On July 19, 2013, the British Government, having lifted its 18-month  ban on hydraulic fracturing late last year, proposed cutting its shale gas production income taxes from 62 percent to 30 percent in an effort to encourage shale gas development which would create more jobs and keep energy costs low for millions of people.

In June, a report from the British Geological Survey indicated that there was more than twice as much shale gas in the north of England than there was thought previously to be in the entire country (more than 1,300 trillion cubic feet of shale gas in Lancashire and Yorkshire).

A recovery rate of 10 percent (similar to US fields) would give the UK enough gas to meet demand for the next 47 years.

Chancellor of the Exchequer George Osborne explained that the slash in taxes “recognizes the high upfront costs associated with shale gas projects and ensures that the greatest support is offered to the industry in its early stages when costs per pad are likely to be highest.”

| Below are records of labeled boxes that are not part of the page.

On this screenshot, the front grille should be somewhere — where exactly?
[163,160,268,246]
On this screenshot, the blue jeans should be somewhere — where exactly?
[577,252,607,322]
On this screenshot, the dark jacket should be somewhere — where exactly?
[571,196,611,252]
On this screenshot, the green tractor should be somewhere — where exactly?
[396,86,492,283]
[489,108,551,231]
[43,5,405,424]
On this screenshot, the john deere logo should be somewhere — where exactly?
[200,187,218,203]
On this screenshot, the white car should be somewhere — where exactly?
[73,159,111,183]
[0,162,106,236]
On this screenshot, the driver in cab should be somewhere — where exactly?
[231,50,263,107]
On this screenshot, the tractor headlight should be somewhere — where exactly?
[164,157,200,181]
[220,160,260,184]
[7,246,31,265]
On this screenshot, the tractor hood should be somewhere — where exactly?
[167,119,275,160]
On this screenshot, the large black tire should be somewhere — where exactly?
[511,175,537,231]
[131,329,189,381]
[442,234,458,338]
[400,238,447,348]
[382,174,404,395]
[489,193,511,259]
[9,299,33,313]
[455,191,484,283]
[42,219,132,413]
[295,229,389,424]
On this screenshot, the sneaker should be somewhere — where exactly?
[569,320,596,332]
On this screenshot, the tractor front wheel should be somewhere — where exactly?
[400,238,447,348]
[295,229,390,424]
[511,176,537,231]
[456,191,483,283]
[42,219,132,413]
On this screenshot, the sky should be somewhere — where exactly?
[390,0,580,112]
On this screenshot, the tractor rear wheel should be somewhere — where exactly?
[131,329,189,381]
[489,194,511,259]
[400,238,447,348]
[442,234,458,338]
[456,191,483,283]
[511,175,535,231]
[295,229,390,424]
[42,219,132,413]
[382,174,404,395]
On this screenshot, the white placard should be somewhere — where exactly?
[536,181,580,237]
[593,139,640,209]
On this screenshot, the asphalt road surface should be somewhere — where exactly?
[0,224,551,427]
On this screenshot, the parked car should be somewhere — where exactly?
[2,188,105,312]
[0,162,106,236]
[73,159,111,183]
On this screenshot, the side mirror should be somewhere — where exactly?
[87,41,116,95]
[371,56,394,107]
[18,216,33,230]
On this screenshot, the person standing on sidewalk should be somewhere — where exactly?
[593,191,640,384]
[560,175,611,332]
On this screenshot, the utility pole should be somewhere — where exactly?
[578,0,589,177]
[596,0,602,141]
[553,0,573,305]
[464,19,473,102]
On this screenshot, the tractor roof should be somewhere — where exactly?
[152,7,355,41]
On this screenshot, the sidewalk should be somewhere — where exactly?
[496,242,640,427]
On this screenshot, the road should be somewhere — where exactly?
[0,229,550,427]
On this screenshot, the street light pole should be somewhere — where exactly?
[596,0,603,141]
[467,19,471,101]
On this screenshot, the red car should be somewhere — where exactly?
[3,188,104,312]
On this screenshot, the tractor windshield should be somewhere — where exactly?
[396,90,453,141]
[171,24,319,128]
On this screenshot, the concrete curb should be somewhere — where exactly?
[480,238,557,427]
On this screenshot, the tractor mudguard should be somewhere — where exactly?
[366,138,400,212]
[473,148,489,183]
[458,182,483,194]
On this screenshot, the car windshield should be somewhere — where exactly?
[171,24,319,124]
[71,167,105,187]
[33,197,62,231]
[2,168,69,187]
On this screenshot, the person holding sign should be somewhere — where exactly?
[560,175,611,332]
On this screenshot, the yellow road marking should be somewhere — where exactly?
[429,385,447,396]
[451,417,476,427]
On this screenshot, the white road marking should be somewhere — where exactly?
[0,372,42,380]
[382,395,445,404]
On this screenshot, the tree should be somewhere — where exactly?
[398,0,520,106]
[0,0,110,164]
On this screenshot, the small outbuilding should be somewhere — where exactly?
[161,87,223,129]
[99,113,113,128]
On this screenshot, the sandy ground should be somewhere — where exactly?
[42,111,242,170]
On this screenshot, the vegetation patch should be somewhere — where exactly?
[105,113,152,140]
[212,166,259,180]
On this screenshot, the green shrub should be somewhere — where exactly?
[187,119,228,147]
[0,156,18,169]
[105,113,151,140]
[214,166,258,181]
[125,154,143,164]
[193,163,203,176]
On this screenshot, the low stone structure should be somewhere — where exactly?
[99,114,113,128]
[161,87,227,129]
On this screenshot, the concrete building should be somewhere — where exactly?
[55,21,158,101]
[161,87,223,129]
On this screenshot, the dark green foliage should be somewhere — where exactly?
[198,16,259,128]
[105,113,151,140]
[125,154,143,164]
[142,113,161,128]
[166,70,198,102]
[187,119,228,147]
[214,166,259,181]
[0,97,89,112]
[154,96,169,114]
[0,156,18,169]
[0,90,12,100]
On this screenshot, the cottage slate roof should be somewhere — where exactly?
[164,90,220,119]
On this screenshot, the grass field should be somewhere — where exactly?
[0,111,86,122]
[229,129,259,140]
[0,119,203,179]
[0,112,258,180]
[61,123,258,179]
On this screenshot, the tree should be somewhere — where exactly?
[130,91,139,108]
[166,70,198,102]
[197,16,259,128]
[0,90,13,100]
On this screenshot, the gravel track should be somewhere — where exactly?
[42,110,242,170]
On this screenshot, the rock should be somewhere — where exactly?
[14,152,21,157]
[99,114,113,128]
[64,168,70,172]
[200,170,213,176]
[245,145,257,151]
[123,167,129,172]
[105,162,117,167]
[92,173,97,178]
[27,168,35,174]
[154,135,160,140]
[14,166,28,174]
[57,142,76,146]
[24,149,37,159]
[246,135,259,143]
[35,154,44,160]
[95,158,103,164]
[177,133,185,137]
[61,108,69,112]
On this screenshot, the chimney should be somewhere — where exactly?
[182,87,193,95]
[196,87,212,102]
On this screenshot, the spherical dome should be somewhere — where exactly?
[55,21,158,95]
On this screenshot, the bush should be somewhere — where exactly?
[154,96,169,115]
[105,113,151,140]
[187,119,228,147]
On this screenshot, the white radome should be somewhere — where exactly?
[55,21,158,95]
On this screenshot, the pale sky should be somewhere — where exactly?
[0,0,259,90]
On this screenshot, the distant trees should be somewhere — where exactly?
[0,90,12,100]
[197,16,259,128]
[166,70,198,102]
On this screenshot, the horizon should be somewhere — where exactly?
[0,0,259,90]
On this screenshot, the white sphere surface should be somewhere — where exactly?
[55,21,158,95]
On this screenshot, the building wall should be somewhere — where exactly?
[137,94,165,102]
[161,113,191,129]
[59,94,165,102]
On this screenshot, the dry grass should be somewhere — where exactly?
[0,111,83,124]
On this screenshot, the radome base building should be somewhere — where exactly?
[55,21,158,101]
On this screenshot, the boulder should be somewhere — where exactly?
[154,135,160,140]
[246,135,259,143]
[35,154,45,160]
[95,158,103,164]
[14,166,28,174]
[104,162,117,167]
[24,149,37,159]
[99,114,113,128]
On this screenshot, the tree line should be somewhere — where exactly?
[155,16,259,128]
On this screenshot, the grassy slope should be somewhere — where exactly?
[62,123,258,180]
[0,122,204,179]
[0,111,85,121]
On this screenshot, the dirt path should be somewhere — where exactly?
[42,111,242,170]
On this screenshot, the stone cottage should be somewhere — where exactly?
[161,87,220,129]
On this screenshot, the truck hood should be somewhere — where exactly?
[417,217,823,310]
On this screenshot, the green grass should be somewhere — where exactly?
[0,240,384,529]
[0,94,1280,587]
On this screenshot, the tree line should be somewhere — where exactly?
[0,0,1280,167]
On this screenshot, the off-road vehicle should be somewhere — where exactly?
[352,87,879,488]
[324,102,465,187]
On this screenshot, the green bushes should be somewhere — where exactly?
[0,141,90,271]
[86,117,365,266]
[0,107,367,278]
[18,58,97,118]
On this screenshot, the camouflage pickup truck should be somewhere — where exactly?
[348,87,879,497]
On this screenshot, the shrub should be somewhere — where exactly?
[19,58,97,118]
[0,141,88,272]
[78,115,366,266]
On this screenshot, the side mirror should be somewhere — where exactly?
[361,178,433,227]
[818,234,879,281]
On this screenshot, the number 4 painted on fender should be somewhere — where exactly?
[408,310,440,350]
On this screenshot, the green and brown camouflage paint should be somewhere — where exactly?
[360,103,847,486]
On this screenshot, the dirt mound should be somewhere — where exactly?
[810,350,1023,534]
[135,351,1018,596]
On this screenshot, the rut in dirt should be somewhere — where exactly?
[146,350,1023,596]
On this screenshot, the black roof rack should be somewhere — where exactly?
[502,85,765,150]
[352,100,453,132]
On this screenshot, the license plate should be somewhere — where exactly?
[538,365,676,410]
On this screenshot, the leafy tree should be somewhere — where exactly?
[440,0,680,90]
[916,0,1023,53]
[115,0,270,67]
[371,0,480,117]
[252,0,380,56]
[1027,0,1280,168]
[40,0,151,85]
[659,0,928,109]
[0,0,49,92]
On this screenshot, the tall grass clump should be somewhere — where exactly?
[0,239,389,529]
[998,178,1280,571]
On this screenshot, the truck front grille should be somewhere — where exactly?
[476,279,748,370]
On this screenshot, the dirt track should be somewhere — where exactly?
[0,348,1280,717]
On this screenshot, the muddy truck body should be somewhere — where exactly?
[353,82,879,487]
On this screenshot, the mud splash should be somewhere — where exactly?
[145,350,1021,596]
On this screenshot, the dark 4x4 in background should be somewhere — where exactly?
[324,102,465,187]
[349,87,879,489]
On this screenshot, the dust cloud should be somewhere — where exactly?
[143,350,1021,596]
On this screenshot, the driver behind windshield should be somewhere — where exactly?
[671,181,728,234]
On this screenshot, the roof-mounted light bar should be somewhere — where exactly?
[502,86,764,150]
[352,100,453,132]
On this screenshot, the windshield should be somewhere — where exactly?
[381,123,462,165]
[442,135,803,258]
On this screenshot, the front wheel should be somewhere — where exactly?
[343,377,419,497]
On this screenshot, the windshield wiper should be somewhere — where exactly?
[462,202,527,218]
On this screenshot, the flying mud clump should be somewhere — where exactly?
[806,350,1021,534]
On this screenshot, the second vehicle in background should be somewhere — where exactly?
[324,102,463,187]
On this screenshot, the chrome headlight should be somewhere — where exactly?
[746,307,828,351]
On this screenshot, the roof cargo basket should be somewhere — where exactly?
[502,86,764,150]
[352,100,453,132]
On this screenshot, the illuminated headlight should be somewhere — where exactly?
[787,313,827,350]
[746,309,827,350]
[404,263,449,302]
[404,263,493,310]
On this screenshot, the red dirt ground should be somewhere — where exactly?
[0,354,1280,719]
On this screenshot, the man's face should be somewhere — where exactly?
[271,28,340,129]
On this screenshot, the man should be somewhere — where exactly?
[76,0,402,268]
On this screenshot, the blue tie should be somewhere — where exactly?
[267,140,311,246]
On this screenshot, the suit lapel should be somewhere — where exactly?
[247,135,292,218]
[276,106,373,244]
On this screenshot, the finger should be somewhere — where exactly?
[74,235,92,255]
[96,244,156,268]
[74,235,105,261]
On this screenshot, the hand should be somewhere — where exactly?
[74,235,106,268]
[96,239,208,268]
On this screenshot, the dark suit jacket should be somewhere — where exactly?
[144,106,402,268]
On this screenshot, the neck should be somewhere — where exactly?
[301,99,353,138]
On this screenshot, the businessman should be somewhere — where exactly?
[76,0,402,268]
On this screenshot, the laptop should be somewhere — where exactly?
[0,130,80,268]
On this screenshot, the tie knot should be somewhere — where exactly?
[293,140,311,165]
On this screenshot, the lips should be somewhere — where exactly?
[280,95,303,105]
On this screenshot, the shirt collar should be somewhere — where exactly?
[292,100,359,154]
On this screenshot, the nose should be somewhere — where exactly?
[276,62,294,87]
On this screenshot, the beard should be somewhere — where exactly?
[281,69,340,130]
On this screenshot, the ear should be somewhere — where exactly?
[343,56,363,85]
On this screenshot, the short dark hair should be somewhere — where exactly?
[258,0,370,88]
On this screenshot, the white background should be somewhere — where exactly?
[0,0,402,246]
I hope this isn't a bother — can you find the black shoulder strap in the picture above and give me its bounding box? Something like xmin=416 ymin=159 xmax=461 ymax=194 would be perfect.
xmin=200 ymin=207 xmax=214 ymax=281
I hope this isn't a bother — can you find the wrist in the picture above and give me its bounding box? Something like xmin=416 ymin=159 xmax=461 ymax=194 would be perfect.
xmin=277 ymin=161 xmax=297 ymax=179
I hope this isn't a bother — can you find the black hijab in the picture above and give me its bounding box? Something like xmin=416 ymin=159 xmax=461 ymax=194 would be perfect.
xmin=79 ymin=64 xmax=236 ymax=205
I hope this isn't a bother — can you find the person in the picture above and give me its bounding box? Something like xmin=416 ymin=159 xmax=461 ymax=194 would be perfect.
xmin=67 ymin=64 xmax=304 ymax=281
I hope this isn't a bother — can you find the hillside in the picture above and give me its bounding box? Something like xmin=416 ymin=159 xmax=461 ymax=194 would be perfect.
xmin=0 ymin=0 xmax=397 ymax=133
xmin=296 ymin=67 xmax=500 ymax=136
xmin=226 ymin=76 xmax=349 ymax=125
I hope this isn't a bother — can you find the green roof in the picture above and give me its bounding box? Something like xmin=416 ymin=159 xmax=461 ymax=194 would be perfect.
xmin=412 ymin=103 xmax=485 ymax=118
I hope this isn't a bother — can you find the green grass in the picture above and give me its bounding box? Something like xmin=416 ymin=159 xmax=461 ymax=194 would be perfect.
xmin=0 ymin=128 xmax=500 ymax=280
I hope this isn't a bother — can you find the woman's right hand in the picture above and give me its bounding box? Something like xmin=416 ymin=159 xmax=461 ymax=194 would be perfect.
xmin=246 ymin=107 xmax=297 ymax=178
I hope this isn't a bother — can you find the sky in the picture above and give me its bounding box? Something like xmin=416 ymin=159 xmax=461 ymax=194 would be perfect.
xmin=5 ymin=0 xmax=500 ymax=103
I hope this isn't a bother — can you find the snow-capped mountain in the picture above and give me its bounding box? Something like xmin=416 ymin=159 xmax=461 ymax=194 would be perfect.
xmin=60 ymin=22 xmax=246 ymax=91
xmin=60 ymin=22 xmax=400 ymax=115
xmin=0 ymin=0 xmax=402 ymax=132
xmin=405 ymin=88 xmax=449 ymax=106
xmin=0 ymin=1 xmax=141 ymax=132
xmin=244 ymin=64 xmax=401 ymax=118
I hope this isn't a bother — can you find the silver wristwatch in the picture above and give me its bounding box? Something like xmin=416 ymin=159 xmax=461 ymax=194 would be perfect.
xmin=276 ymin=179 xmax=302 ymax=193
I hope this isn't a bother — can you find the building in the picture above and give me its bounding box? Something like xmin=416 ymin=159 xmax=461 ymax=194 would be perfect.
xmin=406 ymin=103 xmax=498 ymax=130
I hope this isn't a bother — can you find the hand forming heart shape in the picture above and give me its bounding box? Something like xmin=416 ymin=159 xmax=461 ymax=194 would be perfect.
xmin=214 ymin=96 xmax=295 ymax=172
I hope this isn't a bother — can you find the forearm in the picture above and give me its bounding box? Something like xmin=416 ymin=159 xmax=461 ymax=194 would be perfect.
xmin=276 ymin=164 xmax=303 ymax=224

To ensure confidence in the hydraulic fracturing process, planning practice guidelines have been issued and operators have promised local communities a 1 percent share of output revenue plus at least 100,000 pounds ($152,000) for each fracked well.

According to Osborne, the government wants “to create the right conditions for industry to explore and unlock that potential in a way that allows communities to share in the benefits.”

After a short consultation period, the proposed legislation will be put before Parliament.